Social approach behaviors in mice with diminished NMDAR glycine affinity. Wild-type (+/+) and Grin1D481N mutant (D481N/D481N) mice were assessed in a social affiliations task. a Mean time (s) spent in a chamber containing a stranger mouse, a central chamber, and a chamber with an empty cage in the sociability phase. b Average time (s) spent in a chamber containing a newly introduced mouse (stranger 2), a central chamber, and a chamber with a familiar mouse (stranger 1) in the social novelty phase. Number of chamber entries during the sociability (c) and social novelty (d) phase. e Mean time (s) spent with stranger 1 (session 1) or stranger 2 (session 2), a central chamber, and a chamber with an empty cage during the sociability phases (left panel). Mean time (s) spent exploring a chamber with a novel mouse (stranger 3), a central chamber, and a chamber with a familiar mouse (stranger 2) during the subsequent social novelty phase (session 3; right panel). n = 11 (a–d) or 8 (e) wild-types and 16 (a–d) or 8 (e) mutants; *p < 0.05, **p < 0.01, ***p < 0.001—compared to the chamber with an empty cage or a familiar mouse within each genotype and session
The selective social approach deficit of Grin1D481N mutant mice was further confirmed in an experiment involving a second sociability phase (Fig. 3e). A significant genotype × apparatus side interaction (F 1,14 = 12.85, p < 0.003) was found. In sessions 1 and 2, a preference for the chamber with an unfamiliar mouse (stranger 1 or 2) compared to the empty chamber was observed in wild-type (p < 0.05), but not mutant mice. However, when given a choice between a novel (stranger 3) or familiar partner (stranger 2), both wild-type and mutant animals demonstrated a preference for social novelty (p < 0.002).

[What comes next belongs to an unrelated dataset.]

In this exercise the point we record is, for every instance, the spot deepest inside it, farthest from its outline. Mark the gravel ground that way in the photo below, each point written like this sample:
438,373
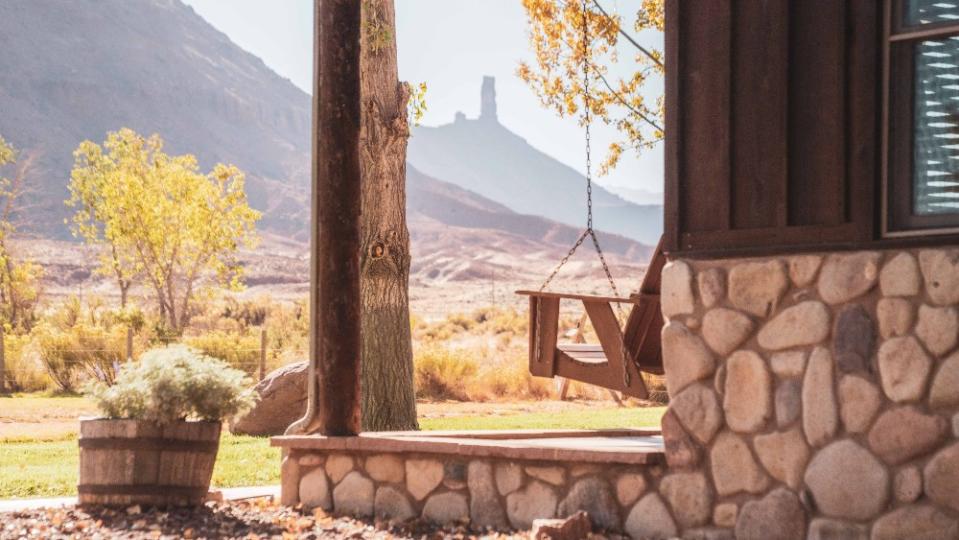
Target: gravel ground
257,518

The effectiveness of d-serine to normalize social approach deficits in Grin1D481N mutant mice was assessed and compared to clozapine (Fig. 4a). In contrast to vehicle-treated mutants, d-serine-treated mutant mice spent more time in the chamber with the unfamiliar conspecific than in the opposite empty cage chamber (main effect of drug treatment: F 2,54 = 5.69, p < 0.006, apparatus side: F 1,54 = 34.75, p < 0.001, and genotype × drug treatment × apparatus side interaction: F 2,54 = 4.06, p < 0.03). A significant preference for the chamber containing the stranger mouse was seen in wild-types treated with vehicle, d-serine, or clozapine (p < 0.05) and in d-serine-treated mutants (p < 0.05), but not in mutants injected with vehicle (p > 0.05) or clozapine (trend p = 0.06).
Social approach behaviors in Grin1D481N mutant mice treated with d-serine or clozapine. Wild-type (+/+) and Grin1D481N mutant (D481N/D481N) animals injected with vehicle (veh), d-serine (600 mg/kg; D-s), or clozapine (0.75 mg/kg; cloz) were assessed in a test of sociability. a Mean time (s) spent in a chamber containing a stranger mouse, a central chamber, and a chamber with an empty cage. b Number of stranger or empty chamber entries. n = 8–11 per group; *p < 0.05, **p < 0.01—compared to the chamber with an empty cage within genotype and drug treatment group; #p < 0.05, ##p < 0.01, ###p < 0.001—compared to vehicle-treated group within genotype and apparatus side
The exploratory activity of vehicle-treated mutants did not differ from vehicle-treated wild-types, as demonstrated in Fig. 4b by the number of entries into the stranger and empty side. However, a reduction in the number of entries into each chamber was observed in wild-types and mutants injected with d-serine or clozapine. There was a main effect of drug treatment (F 2,54 = 16.22, p < 0.001) and apparatus side (F 1,54 = 16.48, p < 0.001). d-serine-or clozapine-treated mice displayed fewer entries into the stranger and empty side (p < 0.05), and mutants given d-serine or clozapine favored the side with the stranger mouse (p < 0.04).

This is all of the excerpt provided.